Буранный мой, туманный мальчик мой, некрещеная грудь.

Мама бродит по квартире, годы идут затуманенные.

В телевизоре покажут калечку, сросшихся девочек, Алеша смеется. Мама хмурится на Алешу, переключает программу. Подростки приходят к Алеше, Алеша покрикивает, командует. Или прикажет маме: «Будут звонить, отвечай, что умер».

Мама рассеянно замечала порой: «Алешка, какое злое сердце у тебя». Алеша опускал глаза, к плечу своему склонялся, птичка целовала Алешу. Но и птичка, птичка тоже была злая! Злая оказалась птичка-то зелененькая! Она бросалась в лицо всем, она проносилась, она никому не отдавала Алешу, она прыгала у него на плече, ругалась, злилась, топталась, целовала его щеку, щеку его, Алешину. Она кусала Алешины губы в кровь. Мама отмахивалась, птичка мелькала назло.
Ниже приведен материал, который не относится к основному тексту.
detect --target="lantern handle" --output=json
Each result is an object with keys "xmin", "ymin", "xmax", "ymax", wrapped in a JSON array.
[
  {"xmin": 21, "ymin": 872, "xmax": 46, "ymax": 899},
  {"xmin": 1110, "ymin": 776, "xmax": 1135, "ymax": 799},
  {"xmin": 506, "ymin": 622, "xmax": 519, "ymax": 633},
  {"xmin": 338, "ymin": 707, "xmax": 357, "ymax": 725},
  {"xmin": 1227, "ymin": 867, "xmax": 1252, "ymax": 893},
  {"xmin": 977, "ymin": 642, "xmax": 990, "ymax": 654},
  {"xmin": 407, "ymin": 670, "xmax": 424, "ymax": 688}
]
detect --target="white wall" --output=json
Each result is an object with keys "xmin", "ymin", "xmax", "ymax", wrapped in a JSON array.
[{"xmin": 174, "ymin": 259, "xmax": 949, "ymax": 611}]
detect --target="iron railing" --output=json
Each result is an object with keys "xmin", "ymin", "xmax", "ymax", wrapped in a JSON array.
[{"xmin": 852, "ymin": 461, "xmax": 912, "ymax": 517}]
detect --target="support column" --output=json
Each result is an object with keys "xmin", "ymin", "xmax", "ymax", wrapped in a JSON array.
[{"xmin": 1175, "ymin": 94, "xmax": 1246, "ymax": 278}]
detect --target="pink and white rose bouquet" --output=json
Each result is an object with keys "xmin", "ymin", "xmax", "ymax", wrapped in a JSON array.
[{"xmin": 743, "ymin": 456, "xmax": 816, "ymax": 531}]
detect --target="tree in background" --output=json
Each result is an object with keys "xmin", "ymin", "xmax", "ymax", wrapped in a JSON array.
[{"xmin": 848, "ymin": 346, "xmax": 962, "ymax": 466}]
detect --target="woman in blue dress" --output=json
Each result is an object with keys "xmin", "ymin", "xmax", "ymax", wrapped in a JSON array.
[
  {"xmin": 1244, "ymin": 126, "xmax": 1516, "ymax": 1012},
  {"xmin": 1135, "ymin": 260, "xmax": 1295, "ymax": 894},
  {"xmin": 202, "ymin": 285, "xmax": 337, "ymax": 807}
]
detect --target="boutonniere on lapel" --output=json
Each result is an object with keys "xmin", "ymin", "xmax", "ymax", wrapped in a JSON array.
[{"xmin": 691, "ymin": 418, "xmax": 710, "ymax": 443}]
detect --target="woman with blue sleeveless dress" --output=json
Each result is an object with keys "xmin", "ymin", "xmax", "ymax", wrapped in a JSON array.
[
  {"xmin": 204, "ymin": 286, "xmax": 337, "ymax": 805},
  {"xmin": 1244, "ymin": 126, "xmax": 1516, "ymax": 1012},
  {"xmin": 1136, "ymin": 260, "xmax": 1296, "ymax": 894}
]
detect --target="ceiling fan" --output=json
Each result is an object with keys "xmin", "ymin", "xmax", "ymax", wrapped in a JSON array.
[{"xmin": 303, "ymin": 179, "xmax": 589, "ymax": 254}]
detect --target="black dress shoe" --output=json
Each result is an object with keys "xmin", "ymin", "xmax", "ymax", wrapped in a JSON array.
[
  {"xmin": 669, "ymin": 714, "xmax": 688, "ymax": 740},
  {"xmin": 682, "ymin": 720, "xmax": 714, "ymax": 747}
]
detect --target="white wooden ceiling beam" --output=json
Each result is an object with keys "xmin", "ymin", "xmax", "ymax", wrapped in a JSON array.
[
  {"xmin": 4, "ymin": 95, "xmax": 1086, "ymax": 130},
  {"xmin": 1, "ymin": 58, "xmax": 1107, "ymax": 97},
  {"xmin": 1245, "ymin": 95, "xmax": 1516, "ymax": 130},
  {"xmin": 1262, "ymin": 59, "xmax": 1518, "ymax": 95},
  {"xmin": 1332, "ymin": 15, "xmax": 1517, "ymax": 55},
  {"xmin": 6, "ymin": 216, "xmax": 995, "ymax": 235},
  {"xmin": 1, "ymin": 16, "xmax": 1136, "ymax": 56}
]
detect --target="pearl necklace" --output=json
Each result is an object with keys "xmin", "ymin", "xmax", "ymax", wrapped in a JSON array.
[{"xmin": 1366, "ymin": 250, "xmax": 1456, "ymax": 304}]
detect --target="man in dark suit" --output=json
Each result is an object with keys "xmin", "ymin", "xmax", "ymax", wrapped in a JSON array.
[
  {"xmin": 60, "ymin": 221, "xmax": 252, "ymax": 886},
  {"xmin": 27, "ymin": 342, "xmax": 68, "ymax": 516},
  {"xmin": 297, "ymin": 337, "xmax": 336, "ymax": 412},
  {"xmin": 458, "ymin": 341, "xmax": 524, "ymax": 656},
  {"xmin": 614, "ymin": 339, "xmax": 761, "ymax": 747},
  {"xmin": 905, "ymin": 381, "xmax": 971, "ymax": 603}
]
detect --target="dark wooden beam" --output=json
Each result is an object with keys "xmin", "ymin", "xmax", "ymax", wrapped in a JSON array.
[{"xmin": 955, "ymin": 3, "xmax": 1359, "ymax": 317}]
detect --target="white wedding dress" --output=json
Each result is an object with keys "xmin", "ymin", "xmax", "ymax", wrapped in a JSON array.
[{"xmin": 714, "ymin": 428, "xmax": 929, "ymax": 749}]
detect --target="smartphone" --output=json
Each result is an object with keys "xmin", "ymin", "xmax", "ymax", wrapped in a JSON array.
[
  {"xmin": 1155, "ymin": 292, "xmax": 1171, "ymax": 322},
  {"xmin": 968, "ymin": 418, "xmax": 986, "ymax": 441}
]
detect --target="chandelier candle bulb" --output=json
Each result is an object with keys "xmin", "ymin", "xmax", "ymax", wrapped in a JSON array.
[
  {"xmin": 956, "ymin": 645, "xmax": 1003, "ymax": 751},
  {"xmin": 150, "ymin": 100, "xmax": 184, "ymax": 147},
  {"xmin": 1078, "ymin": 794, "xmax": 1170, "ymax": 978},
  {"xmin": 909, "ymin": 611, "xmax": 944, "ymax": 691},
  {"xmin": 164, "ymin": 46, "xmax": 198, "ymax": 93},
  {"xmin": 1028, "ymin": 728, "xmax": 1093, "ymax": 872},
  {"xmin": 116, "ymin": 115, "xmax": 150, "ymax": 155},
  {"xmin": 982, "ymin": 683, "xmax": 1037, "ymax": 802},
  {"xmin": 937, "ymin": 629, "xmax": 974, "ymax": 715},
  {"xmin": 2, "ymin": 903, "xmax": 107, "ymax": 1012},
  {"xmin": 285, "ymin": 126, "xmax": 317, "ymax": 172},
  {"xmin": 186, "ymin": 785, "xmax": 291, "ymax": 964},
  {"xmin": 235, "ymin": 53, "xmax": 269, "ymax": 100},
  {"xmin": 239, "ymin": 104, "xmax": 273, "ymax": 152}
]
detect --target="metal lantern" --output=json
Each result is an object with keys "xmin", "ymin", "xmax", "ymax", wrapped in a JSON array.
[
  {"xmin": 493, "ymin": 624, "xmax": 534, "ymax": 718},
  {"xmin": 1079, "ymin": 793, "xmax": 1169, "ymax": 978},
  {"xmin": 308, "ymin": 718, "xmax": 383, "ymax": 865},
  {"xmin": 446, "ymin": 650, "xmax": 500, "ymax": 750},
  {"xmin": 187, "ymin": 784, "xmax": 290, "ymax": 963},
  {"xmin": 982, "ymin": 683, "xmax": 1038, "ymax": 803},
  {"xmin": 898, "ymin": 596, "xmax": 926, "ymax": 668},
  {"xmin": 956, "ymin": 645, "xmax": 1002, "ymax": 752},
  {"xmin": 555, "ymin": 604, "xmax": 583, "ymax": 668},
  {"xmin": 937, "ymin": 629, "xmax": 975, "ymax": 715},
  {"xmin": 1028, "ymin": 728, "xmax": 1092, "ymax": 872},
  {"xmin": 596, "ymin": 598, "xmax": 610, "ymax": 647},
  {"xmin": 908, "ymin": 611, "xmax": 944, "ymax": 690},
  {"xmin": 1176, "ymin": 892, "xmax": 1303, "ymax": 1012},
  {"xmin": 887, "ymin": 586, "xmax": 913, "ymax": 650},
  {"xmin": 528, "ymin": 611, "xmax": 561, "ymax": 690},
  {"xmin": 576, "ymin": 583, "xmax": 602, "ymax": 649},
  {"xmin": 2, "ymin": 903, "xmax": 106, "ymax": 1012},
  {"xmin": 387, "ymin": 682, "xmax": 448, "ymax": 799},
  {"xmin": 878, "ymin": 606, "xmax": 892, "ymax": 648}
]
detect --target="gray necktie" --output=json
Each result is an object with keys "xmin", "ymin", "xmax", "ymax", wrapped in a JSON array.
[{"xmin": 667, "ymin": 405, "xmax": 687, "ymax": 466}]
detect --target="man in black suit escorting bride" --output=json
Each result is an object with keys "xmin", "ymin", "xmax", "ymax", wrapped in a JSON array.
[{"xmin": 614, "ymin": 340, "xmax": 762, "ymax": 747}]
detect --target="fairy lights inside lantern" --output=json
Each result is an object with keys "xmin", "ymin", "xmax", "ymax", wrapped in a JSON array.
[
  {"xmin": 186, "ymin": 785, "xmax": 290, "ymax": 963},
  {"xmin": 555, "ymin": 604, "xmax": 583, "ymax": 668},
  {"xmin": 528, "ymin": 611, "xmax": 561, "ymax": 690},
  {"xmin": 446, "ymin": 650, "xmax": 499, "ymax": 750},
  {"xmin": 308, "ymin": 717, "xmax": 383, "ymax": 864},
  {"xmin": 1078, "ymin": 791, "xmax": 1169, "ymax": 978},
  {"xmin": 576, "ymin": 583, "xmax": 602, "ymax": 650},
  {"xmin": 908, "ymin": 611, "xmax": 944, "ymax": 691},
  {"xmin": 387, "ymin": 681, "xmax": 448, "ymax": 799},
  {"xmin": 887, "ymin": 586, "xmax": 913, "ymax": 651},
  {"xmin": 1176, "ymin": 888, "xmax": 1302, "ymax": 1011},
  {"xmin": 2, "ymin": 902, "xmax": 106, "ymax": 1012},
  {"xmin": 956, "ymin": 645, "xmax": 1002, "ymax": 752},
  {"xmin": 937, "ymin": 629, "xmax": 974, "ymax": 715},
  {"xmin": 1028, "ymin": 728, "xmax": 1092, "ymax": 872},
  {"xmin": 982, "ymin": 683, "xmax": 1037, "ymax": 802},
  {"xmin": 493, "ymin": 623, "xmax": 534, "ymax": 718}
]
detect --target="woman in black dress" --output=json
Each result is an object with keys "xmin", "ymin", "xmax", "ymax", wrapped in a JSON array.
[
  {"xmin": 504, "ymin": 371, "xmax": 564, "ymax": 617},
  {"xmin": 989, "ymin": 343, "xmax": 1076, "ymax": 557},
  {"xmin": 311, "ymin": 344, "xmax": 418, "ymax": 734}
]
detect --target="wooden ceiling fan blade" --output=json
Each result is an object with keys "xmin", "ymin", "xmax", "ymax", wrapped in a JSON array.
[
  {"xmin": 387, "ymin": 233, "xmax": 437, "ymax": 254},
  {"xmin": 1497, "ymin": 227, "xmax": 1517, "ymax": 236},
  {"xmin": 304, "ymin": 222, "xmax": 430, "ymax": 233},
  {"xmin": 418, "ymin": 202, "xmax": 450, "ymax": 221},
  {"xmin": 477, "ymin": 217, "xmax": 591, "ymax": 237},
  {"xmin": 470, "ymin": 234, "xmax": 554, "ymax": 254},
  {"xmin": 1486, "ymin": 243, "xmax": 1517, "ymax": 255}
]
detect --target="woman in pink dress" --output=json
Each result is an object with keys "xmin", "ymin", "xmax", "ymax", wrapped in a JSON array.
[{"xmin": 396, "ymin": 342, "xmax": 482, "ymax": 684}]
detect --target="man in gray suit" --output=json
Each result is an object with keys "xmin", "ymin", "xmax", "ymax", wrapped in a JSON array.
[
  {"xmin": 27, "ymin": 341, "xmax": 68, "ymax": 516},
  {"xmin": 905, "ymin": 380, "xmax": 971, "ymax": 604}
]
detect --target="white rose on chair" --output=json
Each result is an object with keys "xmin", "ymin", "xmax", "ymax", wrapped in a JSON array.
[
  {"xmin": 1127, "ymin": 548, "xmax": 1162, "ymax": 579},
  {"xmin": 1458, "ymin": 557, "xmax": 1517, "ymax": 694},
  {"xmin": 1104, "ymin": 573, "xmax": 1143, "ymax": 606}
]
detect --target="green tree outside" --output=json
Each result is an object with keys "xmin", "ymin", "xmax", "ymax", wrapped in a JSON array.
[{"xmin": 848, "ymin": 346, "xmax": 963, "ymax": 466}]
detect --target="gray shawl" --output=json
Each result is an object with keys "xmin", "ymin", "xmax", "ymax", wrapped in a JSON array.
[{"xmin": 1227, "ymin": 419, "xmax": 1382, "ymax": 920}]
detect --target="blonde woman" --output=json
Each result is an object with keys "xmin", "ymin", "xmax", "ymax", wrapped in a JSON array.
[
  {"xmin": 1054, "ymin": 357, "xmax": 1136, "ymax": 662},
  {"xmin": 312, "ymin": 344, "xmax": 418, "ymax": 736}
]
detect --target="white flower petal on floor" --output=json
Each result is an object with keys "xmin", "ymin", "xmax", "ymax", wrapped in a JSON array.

Мама жаловалась: «Слесарь пришел, ничего не сделал, краны текут, как текли, взял украл маникюрные ножницы». Алеша злился розовых острых ногтей маминых. «Правильно слесарь украл. Ты сделаешь маникюр и сидишь у окна, а за окном наискось ветер», — но сказать такого не смел, почтительный ласковый сын. «Надо сказать в ЖЭК», — говорил. Мама пугалась: «Не смей! Ему будет!» Усмехался Алеша от мамы такой. Бегал по улице, улюлюкал с подростками, злые шалости, природа окраин. Стекла в траве. Рощица, полупустырь, терпеливое небо. Жгли почтовые ящики у некрасивых, застиранных, нищих. На красивых смотрели печально, замолкая, когда проходили те. Ни в кого не влюблялись.

Мама отмахивалась рукой. Птичка мелькала назло.

В неприютном Беляеве в шесть утра выходили люди в студеный воздух. Оскальзывались на стылой земле, в автобусах согревали друг друга нечаянно.

В ясной душе мама поливала лимон. Целовала Чику. А в смятении смотрела в окно: там в шесть утра оскальзывались терпеливые люди на стылых просторах. Воздух летал за окном, выл от неба до самой земли.

Врывались к маме с Алешей под тихую музыку радио. Вечером. После работы. Мы из автобусов, недр, контор, того вон завода.

— В нашем гастрономе дают сырки и сосиски. Если прямо сейчас побежите, успеете.

Мама, ахнув, роняла лицо в ладони. «Алеша, почему, я не понимаю, почему они врут? И лифт ведь сломался, а не поленились, по ступенькам взбежали к нам через все этажи, запыхавшись, наврали про сосиски и про сырки. Алеша, почему они лазают по нам с тобой своими глазами?»

Алеша опускал лицо свое к плечу, целовал злую птичку.

«Алеша, а кто эти чужие летчики стоят и стоят на нашей площадке? К кому они?»

Алеша целовал свою птичку, птичка кусала Алешины губы в кровь.

«Кто прислал эти ветки жасмина, Алеша? Посмотри, как ломали грубо, зло так ломали. Я боюсь этих веток, убери их».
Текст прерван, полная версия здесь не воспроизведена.